Rest from activities which cause pain. The more you use the shoulder the longer it will take to heal and it may become chronic. Maintain fitness doing other activities such as running or cycling. Avoid any shoulder exercises or weight training and in particular, avoid the activities which caused the injury in the first place.
Ice or cold therapy
Apply ice or cold therapy to reduce pain and inflammation. Ice can be applied every hour for 10 minutes initially reducing to 15 minutes every 3-4 hours as required to reduce pain and inflammation.
Once inflammation has reduced and you are pain-free, exercises are most important. The normal function of the shoulder should be restored and this involves releasing tension in tight muscles and strengthening weak ones. It is usually the external rotator cuff muscles or the muscles which rotate the shoulder joint outwards which are weak compared with the muscles which rotate the humerus inwards.
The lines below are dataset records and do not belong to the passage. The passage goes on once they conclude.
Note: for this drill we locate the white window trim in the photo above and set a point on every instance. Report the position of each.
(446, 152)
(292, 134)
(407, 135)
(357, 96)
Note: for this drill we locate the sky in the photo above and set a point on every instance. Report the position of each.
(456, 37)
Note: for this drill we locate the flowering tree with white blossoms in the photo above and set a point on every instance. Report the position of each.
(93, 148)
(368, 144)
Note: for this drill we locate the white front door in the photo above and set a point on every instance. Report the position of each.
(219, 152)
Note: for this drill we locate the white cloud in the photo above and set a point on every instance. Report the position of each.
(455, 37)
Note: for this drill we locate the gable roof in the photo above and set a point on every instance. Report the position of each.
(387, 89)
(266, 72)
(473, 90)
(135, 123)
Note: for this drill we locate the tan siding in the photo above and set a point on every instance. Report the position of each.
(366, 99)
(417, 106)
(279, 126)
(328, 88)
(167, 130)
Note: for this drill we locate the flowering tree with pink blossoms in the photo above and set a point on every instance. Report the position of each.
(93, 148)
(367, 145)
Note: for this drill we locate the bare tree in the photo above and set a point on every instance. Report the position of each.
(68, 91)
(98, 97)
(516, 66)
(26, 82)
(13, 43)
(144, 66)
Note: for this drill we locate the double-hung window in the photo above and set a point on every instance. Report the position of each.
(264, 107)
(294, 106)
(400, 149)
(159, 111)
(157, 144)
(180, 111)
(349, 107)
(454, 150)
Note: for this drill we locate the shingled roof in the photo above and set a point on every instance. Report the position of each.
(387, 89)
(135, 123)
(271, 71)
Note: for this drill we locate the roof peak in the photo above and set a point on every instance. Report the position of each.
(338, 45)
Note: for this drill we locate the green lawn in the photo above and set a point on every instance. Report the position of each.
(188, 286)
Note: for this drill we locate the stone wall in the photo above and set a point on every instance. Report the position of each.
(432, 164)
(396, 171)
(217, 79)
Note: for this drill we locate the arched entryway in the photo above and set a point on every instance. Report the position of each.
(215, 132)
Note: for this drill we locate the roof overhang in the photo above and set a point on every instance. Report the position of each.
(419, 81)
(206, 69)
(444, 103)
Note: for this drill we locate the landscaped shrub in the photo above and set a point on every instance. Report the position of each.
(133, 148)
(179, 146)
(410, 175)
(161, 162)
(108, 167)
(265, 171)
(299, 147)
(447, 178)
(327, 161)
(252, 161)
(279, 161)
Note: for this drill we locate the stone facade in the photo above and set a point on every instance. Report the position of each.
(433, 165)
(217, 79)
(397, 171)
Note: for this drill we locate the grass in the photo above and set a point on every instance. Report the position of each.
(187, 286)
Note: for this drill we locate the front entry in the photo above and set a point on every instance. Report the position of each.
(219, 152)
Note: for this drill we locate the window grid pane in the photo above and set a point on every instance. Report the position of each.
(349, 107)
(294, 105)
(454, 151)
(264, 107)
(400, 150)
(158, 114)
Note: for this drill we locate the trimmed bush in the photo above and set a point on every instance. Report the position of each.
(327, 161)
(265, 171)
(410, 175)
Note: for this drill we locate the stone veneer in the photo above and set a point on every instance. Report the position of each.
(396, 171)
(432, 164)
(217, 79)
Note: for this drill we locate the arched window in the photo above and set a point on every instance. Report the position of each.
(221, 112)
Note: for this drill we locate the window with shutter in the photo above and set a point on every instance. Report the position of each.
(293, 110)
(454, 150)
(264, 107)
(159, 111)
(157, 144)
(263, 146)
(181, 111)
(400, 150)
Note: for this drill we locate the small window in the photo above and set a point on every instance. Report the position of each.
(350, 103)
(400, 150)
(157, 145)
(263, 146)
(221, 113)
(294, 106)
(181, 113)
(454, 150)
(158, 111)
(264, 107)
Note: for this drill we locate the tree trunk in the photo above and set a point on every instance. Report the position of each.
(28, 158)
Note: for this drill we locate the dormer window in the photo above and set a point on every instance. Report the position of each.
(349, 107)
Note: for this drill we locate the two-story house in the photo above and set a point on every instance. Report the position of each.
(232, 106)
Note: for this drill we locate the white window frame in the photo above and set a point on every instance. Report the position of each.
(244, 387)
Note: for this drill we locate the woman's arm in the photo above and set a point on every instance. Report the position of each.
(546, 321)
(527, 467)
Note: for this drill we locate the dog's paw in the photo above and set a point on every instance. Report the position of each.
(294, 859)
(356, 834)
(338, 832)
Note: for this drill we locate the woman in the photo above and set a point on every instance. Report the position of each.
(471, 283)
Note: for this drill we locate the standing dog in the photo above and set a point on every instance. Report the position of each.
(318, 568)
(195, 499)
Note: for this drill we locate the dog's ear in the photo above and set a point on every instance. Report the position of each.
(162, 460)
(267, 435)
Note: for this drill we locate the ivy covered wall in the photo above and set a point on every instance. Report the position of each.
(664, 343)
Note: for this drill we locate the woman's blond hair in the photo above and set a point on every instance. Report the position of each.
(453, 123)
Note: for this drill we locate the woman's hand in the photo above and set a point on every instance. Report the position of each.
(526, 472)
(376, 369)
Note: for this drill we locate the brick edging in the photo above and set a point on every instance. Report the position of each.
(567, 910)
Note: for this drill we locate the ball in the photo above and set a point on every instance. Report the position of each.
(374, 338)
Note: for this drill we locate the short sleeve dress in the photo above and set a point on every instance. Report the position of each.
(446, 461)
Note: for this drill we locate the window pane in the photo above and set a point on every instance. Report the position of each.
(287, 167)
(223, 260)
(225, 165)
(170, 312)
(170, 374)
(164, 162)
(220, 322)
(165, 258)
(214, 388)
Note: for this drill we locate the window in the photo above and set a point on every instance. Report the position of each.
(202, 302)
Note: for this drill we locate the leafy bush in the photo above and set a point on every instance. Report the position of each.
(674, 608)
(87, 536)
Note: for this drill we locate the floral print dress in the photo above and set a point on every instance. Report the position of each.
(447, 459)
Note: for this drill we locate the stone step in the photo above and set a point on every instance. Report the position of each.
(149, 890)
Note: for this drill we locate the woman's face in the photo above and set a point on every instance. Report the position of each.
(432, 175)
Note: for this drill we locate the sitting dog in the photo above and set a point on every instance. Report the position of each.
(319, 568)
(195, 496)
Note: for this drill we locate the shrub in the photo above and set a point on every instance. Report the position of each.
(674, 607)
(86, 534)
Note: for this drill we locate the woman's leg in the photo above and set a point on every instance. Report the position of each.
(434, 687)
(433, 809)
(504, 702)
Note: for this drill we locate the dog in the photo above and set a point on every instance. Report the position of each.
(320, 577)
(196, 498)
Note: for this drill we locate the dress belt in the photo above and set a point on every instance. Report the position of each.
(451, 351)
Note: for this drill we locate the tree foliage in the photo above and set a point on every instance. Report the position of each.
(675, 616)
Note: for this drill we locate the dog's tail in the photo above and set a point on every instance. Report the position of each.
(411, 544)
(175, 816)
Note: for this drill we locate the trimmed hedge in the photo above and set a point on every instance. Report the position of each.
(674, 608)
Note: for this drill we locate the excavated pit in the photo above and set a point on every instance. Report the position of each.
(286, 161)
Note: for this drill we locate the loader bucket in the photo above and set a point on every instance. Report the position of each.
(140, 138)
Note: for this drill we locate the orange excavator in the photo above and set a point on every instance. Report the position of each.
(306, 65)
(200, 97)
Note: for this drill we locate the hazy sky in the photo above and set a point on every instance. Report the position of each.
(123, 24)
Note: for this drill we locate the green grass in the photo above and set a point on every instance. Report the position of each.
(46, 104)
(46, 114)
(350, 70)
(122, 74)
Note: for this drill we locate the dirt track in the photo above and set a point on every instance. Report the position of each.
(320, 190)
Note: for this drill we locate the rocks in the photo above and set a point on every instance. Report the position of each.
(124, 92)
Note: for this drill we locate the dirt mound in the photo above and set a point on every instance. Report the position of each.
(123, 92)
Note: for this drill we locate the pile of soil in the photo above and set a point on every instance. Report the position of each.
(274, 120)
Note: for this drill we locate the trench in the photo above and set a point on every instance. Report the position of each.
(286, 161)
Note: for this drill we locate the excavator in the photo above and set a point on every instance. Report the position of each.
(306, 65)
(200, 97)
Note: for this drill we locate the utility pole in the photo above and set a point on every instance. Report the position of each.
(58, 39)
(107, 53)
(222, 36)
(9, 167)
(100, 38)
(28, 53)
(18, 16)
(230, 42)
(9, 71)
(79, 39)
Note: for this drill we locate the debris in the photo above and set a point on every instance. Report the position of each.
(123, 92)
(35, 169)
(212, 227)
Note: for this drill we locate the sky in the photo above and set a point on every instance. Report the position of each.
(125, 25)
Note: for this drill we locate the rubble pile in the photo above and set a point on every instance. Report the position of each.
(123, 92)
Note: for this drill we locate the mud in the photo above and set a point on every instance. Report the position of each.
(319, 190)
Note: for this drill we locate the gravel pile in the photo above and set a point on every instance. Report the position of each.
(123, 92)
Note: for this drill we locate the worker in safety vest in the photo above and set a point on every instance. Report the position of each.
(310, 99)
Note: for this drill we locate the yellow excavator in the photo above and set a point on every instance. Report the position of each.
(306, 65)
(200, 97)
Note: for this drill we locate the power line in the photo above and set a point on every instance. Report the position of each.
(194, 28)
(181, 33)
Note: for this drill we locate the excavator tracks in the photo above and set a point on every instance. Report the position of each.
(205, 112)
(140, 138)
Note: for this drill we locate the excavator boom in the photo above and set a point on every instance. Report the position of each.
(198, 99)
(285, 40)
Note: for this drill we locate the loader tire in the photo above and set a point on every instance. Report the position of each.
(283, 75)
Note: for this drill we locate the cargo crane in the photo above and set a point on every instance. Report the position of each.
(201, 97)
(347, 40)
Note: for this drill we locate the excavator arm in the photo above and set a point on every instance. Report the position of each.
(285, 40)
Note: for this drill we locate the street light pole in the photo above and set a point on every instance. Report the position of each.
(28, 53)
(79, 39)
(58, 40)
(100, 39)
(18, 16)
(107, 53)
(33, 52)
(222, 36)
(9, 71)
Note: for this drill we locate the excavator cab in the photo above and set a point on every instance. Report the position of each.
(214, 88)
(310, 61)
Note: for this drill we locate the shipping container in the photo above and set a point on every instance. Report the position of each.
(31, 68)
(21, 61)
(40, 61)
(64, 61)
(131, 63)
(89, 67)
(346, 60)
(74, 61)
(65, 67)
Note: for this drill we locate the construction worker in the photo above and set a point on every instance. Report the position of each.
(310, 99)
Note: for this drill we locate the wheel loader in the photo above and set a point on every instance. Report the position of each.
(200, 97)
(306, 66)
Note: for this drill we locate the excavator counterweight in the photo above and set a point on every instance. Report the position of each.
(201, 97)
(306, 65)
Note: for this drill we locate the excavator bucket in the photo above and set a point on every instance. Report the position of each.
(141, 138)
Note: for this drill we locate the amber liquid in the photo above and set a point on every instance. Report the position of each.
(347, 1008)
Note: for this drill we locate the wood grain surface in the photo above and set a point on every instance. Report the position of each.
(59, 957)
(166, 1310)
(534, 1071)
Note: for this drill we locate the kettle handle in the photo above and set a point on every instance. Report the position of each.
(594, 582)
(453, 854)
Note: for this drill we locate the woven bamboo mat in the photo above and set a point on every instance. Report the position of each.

In particular, the scapulohumeral rhythm which is the timing of how the shoulder blade moves with the shoulder joint is particularly important. As well as strengthening the lateral rotators, stretching muscles at the back of the shoulder are important.
See more detail on rotator cuff exercises.
A doctor may prescribe anti-inflammatory medication such as ibuprofen which may help in the early stages but less so long term. Ibuprofen should not be taken if you have asthma and your doctor will always check for contraindications before prescribing medication.
Treatments such as ultrasound, interferential stimulation, laser or magnetic field therapy may be beneficial in reducing pain and inflammation.
Sports massage may be used to relax tight muscles in the shoulder in general. If the injury is chronic and not responded to initial conservative treatment such as cold therapy as well as expected then cross friction massage may be applied to the tendon itself. This can break down any adhesion’s between the tendon and sheath surrounding it and reduce the injury to its acute stage to encourage correct healing.
Nitric oxide donor therapy
There is some evidence to suggest that nitrite oxide donor therapy patches applied to the shoulder can be successful. Glyceryl trinitrate patches of the correct dose (1.25mg/day) are applied to the shoulder for 24 hours at a time before being replaced.
A corticosteroid is injected into the shoulder at the subacromial space. This may reduce pain and inflammation to allow an exercise rehabilitation program to begin.
A good therapist will help determine the cause of the injury whether that be poor technique or work-related repetitive overuse and identify strategies or changes to avoid the injury recurring. In particular poor posture and muscle imbalances can be corrected with exercises, taping and workspace evaluation.
If there has been bone growth or calcification in the tendon then treatment can be difficult. Extracorporeal shock wave therapy may help along with surgical removal through keyhole surgery could be indicated.